Whats New

Whats New

June 7, 2004 - International Trade News

The Survival of Canada's Sugar Industry is a Critical Issue in Your Riding

Refined sugar production has a 187-year history in Canada, but this important Canadian industry is at risk.

The sugar industry directly employs more than 1,500 Canadians at refineries in Quebec, Ontario, Alberta and British Columbia, as well as hundreds of prairie sugar beet farmers. Canada's efficient sugar production has also contributed to the development of a vibrant value-added food processing sector in Canada that provides good jobs for 312,000 Canadians. Sugar is not an industry that Canada can afford to sacrifice.

Canadian sugar is unique in the world in that it does not depend on government subsidies. Basing prices on world raw sugar markets, Canada's globally-efficient producers sell sugar at prices that are among the lowest in the world.
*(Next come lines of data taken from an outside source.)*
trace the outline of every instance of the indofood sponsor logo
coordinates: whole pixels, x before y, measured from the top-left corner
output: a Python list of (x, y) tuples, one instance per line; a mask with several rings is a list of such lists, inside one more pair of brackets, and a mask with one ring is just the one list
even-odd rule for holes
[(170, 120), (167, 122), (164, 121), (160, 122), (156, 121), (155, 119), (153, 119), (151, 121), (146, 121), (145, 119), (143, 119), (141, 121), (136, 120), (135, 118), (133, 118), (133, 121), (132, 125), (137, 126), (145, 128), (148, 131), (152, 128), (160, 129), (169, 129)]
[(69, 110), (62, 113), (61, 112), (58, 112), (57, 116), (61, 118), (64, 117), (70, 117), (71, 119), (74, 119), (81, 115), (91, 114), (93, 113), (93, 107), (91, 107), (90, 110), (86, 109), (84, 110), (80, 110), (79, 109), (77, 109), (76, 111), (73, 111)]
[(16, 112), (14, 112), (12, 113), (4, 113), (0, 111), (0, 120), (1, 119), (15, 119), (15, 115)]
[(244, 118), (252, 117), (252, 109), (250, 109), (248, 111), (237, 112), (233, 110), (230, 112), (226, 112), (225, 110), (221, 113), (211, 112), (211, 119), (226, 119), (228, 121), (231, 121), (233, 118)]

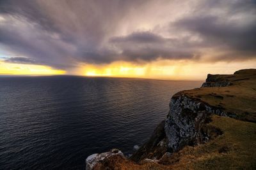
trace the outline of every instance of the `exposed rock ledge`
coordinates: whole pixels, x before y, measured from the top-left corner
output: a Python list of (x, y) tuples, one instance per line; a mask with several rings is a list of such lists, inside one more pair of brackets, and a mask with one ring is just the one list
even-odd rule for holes
[[(167, 118), (131, 158), (118, 150), (93, 154), (86, 159), (86, 169), (211, 169), (207, 164), (216, 158), (214, 164), (223, 163), (220, 169), (226, 169), (227, 165), (253, 169), (255, 122), (256, 69), (241, 70), (232, 75), (208, 74), (201, 88), (182, 91), (172, 97)], [(248, 136), (243, 131), (239, 134), (242, 129), (252, 131)], [(237, 143), (238, 148), (232, 145)], [(246, 154), (243, 156), (242, 152)], [(236, 159), (242, 163), (234, 163)]]

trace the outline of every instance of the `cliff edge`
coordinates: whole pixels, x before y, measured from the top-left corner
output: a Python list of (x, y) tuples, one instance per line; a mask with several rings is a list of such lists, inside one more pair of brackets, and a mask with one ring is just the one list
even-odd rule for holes
[(166, 119), (130, 158), (116, 150), (93, 154), (86, 167), (255, 169), (255, 123), (256, 69), (208, 74), (200, 88), (172, 97)]

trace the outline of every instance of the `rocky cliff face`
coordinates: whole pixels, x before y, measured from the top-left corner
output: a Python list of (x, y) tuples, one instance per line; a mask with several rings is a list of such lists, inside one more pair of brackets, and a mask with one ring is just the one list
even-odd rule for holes
[[(256, 69), (242, 70), (233, 75), (208, 74), (201, 88), (180, 92), (172, 97), (166, 119), (131, 158), (125, 158), (120, 151), (94, 154), (86, 159), (86, 169), (150, 169), (152, 165), (156, 169), (172, 169), (177, 162), (182, 162), (179, 161), (182, 154), (179, 153), (186, 148), (214, 141), (212, 139), (225, 132), (221, 129), (223, 125), (218, 126), (214, 125), (216, 121), (212, 122), (212, 115), (255, 121), (256, 97), (250, 96), (256, 96), (255, 82)], [(230, 105), (231, 101), (237, 105)], [(221, 151), (228, 148), (223, 143), (218, 145), (221, 146)], [(114, 158), (116, 155), (118, 159)]]

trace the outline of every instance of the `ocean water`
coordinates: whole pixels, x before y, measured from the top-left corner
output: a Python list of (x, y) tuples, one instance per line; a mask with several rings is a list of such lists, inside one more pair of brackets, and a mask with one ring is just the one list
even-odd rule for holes
[(90, 154), (126, 155), (166, 118), (170, 97), (199, 81), (0, 77), (0, 169), (84, 169)]

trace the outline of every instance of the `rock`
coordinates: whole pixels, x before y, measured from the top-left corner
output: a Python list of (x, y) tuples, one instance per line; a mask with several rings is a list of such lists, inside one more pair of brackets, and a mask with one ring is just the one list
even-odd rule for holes
[(86, 169), (91, 170), (93, 169), (93, 167), (104, 159), (113, 157), (114, 155), (120, 155), (124, 157), (123, 153), (118, 149), (113, 149), (110, 152), (101, 153), (94, 153), (86, 158)]
[(135, 151), (137, 151), (137, 150), (138, 150), (139, 149), (140, 149), (140, 147), (139, 147), (139, 146), (138, 146), (138, 145), (134, 145), (134, 146), (133, 146), (133, 150), (135, 150)]
[(202, 85), (202, 87), (226, 87), (230, 85), (230, 81), (225, 80), (221, 75), (208, 74), (207, 78)]

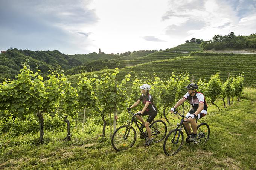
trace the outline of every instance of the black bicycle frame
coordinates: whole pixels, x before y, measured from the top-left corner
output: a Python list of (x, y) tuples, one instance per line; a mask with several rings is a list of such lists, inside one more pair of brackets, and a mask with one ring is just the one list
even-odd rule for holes
[[(134, 117), (134, 114), (133, 114), (132, 113), (131, 113), (131, 112), (129, 112), (129, 113), (131, 113), (131, 114), (133, 114), (133, 117), (132, 117), (132, 118), (131, 118), (131, 125), (130, 125), (130, 126), (131, 126), (131, 125), (133, 124), (133, 122), (134, 122), (134, 124), (135, 124), (135, 125), (137, 126), (137, 127), (138, 128), (138, 129), (139, 129), (139, 130), (140, 131), (140, 133), (141, 133), (141, 134), (142, 134), (142, 135), (143, 135), (144, 136), (145, 136), (145, 137), (148, 137), (148, 136), (147, 136), (146, 135), (145, 135), (145, 134), (144, 134), (144, 133), (143, 132), (143, 131), (142, 131), (142, 130), (141, 130), (141, 129), (140, 129), (140, 126), (139, 126), (139, 125), (138, 124), (138, 123), (139, 123), (141, 125), (142, 125), (144, 127), (145, 127), (145, 126), (144, 126), (144, 125), (143, 125), (143, 124), (142, 123), (140, 123), (140, 122), (139, 122), (139, 121), (138, 121), (136, 119), (135, 119), (135, 117)], [(156, 133), (156, 134), (152, 134), (152, 132), (151, 132), (151, 136), (153, 136), (153, 135), (156, 135), (156, 134), (158, 134), (158, 133), (159, 133), (159, 132), (156, 129), (155, 129), (155, 128), (154, 127), (152, 126), (151, 125), (151, 124), (150, 125), (149, 125), (149, 127), (152, 127), (153, 128), (155, 131), (157, 131), (157, 133)], [(130, 129), (131, 129), (130, 128), (129, 128), (129, 131), (128, 132), (128, 133), (127, 133), (127, 136), (128, 135), (128, 134), (129, 134), (129, 132), (130, 132)], [(127, 130), (126, 129), (126, 131), (127, 131)], [(126, 132), (125, 132), (125, 134), (126, 134)], [(126, 137), (126, 138), (125, 138), (125, 139), (127, 139), (127, 137)]]

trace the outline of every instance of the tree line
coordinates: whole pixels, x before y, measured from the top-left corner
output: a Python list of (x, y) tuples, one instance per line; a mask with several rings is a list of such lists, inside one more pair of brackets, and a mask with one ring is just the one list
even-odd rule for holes
[(202, 42), (201, 47), (204, 50), (214, 49), (219, 50), (226, 48), (241, 49), (245, 48), (256, 48), (256, 33), (249, 36), (236, 36), (233, 32), (227, 35), (215, 35), (209, 41)]

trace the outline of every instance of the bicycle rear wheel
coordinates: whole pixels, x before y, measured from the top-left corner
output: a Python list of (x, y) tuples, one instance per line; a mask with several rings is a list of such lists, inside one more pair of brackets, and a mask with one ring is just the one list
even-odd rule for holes
[(206, 123), (202, 123), (197, 126), (197, 138), (194, 142), (205, 143), (209, 140), (209, 126)]
[(159, 142), (165, 138), (166, 134), (167, 126), (163, 121), (158, 120), (150, 125), (151, 136), (153, 142)]
[(163, 143), (163, 151), (168, 156), (176, 154), (183, 144), (184, 137), (182, 131), (175, 129), (167, 135)]
[(126, 150), (133, 146), (136, 140), (136, 131), (128, 125), (118, 128), (113, 134), (111, 143), (117, 151)]

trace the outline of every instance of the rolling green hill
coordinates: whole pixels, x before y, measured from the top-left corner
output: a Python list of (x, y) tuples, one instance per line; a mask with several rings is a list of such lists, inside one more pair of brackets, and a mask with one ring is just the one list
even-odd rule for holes
[[(183, 145), (174, 156), (165, 155), (163, 141), (145, 146), (145, 140), (140, 138), (138, 133), (131, 148), (117, 152), (108, 137), (109, 126), (106, 129), (108, 137), (103, 138), (102, 127), (92, 123), (82, 128), (74, 126), (70, 141), (63, 140), (66, 132), (46, 132), (44, 144), (37, 142), (38, 134), (18, 137), (3, 135), (0, 169), (254, 169), (255, 93), (255, 89), (245, 89), (240, 102), (222, 107), (220, 111), (209, 106), (207, 115), (198, 121), (209, 124), (209, 140), (204, 144), (188, 143), (185, 134)], [(221, 102), (221, 99), (216, 101), (218, 104)], [(168, 116), (176, 121), (168, 125), (169, 132), (177, 121), (176, 116)], [(125, 124), (119, 121), (118, 126)]]
[[(143, 57), (134, 58), (131, 60), (119, 60), (119, 63), (122, 65), (132, 66), (152, 61), (186, 56), (190, 52), (202, 50), (202, 49), (199, 47), (200, 45), (194, 42), (184, 43), (169, 49), (155, 52)], [(117, 60), (119, 60), (119, 59)]]
[[(195, 82), (201, 78), (209, 79), (211, 75), (220, 71), (221, 78), (225, 80), (229, 74), (237, 75), (243, 73), (245, 84), (254, 86), (256, 84), (256, 55), (233, 54), (208, 53), (203, 52), (192, 53), (186, 56), (176, 57), (169, 59), (152, 61), (144, 64), (126, 67), (120, 69), (118, 78), (123, 78), (125, 75), (132, 71), (132, 79), (135, 74), (140, 78), (154, 72), (160, 77), (168, 77), (174, 71), (187, 72), (193, 75)], [(88, 73), (98, 75), (105, 71)], [(79, 75), (68, 76), (68, 78), (75, 86)]]

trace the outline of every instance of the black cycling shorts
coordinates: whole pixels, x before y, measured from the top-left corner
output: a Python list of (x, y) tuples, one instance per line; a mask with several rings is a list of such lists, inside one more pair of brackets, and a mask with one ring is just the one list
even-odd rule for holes
[(148, 115), (148, 119), (147, 119), (147, 122), (151, 123), (154, 119), (156, 116), (157, 114), (157, 111), (145, 111), (143, 113), (142, 116)]

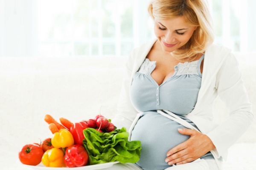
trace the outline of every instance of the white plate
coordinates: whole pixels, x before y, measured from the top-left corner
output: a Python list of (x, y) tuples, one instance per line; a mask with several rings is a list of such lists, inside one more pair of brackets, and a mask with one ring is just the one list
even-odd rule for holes
[(47, 167), (42, 163), (42, 162), (40, 163), (37, 166), (33, 166), (33, 165), (28, 165), (25, 164), (22, 164), (19, 160), (18, 160), (17, 162), (20, 164), (22, 165), (22, 166), (29, 167), (30, 168), (33, 169), (35, 170), (70, 170), (70, 168), (72, 168), (72, 170), (100, 170), (103, 168), (107, 168), (108, 167), (110, 167), (113, 166), (114, 164), (117, 164), (119, 163), (118, 161), (115, 162), (108, 162), (105, 163), (105, 164), (96, 164), (95, 165), (87, 165), (84, 166), (83, 167)]

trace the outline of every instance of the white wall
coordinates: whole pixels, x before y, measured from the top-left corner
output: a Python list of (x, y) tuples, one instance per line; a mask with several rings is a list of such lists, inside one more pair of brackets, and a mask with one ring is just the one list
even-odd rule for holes
[(0, 56), (36, 55), (36, 2), (0, 0)]

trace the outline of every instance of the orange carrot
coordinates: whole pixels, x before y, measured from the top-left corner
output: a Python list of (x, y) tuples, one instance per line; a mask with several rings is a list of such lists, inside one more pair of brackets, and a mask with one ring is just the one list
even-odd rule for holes
[(70, 130), (70, 127), (71, 127), (71, 126), (72, 126), (72, 125), (73, 124), (73, 123), (72, 122), (71, 122), (68, 120), (63, 118), (60, 118), (60, 121), (63, 126), (67, 127), (67, 128), (69, 130)]
[(49, 124), (49, 129), (52, 134), (59, 131), (56, 125), (53, 123)]
[(59, 130), (61, 129), (66, 129), (65, 127), (60, 124), (58, 121), (56, 121), (55, 119), (49, 115), (45, 115), (44, 116), (44, 121), (49, 124), (51, 123), (55, 124)]

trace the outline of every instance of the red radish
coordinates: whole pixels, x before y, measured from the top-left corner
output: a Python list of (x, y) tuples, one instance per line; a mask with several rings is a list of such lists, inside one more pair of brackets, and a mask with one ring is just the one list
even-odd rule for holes
[(108, 132), (110, 132), (113, 131), (115, 130), (115, 126), (114, 124), (112, 123), (109, 123), (108, 124), (108, 127), (106, 129), (106, 130)]
[(95, 119), (89, 119), (87, 122), (88, 126), (92, 128), (96, 128), (96, 121)]
[(96, 121), (97, 127), (99, 127), (99, 129), (105, 129), (107, 128), (109, 123), (109, 121), (108, 121), (108, 120), (104, 117), (99, 118), (97, 120), (97, 121)]
[(94, 120), (95, 120), (96, 121), (97, 121), (97, 120), (98, 120), (99, 118), (100, 118), (101, 117), (104, 117), (104, 116), (102, 116), (102, 115), (96, 115), (96, 116), (95, 116), (95, 117), (94, 118)]
[(101, 133), (102, 133), (103, 132), (103, 131), (102, 131), (101, 129), (95, 129), (96, 130), (98, 130), (99, 132)]

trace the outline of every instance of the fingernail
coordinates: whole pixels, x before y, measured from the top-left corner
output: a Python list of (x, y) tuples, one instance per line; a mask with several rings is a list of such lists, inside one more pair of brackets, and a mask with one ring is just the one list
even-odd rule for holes
[(169, 163), (168, 163), (168, 164), (169, 165), (172, 165), (173, 164), (173, 163), (172, 163), (172, 162), (170, 162)]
In a fair market, Canadian sugar can thrive, but the current trade environment is dramatically uneven: while Canada maintains an 8% tariff on sugar imports (the lowest in the world), the US tariff stands at 150%, the European Union's at 225%. The result is that Canada's refined sugar has zero access to markets in most countries.

Distortions in international sugar trade are being exacerbated by one-off regional trade agreements like the one Canada struck with Costa Rica in 2001. The Costa Rica agreement opened the door for more Costa Rican sugar to Canada, yet Canadian producers are prevented from offsetting that lost market in Costa Rica, the United States, or anywhere else.

Canada's sugar industry can't afford to be sacrificed again. This year, trade negotiations between Canada and the CA4 countries (El Salvador, Guatemala, Honduras, Nicaragua) will reach a critical point. The Canadian government's own studies show that further opening Canada's market to the CA4 countries without ensuring viable export opportunities will cost Canada's industry more than $30 million in the near term, and will result in the closure of at least one refinery in western Canada. Canadian sugar producers are expecting the federal government to keep its promise to carefully consider the sustainability of this important industry in future trade negotiations.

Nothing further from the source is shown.